How to regulate tutoring companies
  ·  2021-08-06  ·   Source: NO.31 AUGUST 7, 2021

Excessive burdens placed on the shoulders of young primary and secondary school students have long been a prominent issue in China's education system. In response, the Central Government recently released a document intended to relieve students of some academic burdens. In sum, tutoring institutions will be brought under severe scrutiny, newly established ones will not receive permits, and for-profit institutions will be banned.

As for the toughest ban on tutoring thus far, public opinion is divided. Some believe the ban will help students out of their endless after-class tutoring sessions as well as save their parents huge sums of money. The opposing camp, then, believes that a sweeping ban is simply unacceptable, as some students do need tutoring to catch up, let alone keep up, with their peers.

Bai Jingjing (www.thepaper.cn): For so many years, primary and middle school students have been stripped of the joys of just relaxing during their summer and winter vacations, as they had to take tutoring classes. Even if they themselves did feel

reluctant to attend these, their parents, whose anxiety is aggravated by said tutoring companies' exaggerated advertisements on the disadvantages and potential risks of falling behind other students, will force them to take classes.

The document explicitly bans tutoring institutions to offer training on school subjects during legal holidays, as well as during the additional winter and summer holidays. If the students' extracurricular time is all occupied by taking these classes, they will have no time left to explore the wider world and develop the necessary social skills.

There is also some worry that these tutoring companies will try to continue in the name of quality education, or repackage their courses, or simply go underground. As for such countermeasures, the relevant authorities must remain alert. The mission of alleviating student burdens can only be successfully achieved through continuous efforts.

Chen Limin (www.people.com.cn): The biggest sin of these tutoring companies is their stirring up a sense of angst among students and parents alike, a cause directly responsible for the excessive competition among students. Parents even compete with each other in terms of the amount of courses that they have bought for their children.

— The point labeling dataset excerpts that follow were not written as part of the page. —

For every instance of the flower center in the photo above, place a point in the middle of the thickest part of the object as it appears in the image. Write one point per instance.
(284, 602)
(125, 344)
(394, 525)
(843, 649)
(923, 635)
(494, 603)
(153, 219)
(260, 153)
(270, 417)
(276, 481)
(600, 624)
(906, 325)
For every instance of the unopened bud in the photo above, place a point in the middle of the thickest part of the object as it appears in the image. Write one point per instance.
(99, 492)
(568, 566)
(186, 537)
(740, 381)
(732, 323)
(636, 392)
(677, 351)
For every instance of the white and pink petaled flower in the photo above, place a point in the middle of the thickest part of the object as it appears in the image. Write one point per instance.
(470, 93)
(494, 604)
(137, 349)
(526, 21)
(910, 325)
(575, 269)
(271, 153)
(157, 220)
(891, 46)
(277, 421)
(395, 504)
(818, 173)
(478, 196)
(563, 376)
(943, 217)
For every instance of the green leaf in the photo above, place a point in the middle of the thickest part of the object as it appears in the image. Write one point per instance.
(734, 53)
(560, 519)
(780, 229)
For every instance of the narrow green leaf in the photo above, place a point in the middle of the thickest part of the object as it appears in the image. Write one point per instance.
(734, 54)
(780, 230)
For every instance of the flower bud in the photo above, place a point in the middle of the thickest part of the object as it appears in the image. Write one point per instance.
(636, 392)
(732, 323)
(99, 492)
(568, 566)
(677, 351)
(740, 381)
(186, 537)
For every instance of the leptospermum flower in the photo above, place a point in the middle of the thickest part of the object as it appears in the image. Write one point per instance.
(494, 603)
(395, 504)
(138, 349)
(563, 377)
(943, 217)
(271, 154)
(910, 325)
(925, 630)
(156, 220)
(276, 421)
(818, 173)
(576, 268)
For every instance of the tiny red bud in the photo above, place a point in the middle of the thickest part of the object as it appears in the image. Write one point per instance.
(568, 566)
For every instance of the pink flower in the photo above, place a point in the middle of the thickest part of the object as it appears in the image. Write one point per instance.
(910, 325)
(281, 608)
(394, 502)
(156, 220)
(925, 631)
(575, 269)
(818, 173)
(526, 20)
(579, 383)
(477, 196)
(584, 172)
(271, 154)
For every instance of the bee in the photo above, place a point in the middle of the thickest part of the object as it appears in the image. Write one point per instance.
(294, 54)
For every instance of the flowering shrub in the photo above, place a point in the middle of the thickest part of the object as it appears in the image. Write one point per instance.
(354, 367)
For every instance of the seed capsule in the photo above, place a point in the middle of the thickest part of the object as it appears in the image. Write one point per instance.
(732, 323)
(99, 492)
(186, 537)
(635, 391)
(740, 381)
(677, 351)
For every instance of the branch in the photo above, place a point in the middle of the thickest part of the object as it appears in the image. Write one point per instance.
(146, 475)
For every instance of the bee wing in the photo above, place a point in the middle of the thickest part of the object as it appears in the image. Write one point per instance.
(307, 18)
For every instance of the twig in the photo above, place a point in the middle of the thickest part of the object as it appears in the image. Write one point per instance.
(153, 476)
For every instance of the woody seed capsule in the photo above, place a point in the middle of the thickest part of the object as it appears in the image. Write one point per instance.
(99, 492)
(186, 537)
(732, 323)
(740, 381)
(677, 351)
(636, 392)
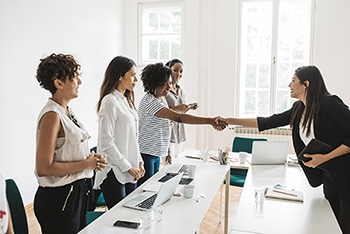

The huge academic burdens are not only clipping students' wings and curbing their creativity, but also nibble away at their health. According to recent statistics from the National Health Commission, in 2020, 52.7 percent of the country's adolescents were myopic and 20 percent obese.

When tutoring companies are forbidden to sell their classes, schools must stand up to play their due role. Education must not be taken advantage of by a small fraction of investors and startup founders to make easy, big money, but should return to its original role of imparting knowledge to every member of society. In equal manner.

Editorial (Xinhua Daily): It's necessary to regulate the tutoring institutions, but a sweeping ban is not a rational policy. As the document pointed out, those which are unqualified, or engage in illegal practices such as colluding with schools to make big profits and create false advertisements, and so on, are to be shut down. However, not all tutoring institutions are bad. To shut all down in one go would be unfair to these institutions and to those students who are really in need of after-school tutoring sessions. 

Currently, all students, whether they can catch up or not, will have to attend the same class. Some may find the class too hard to understand, while others may feel it's too easy. In this case, if the former can make use of the holidays to acquire the knowledge they missed out on during school hours through tutoring, their performance will improve when they return to school. Extra training on the school curriculum is a helpful supplement to school education, as long as it is qualified.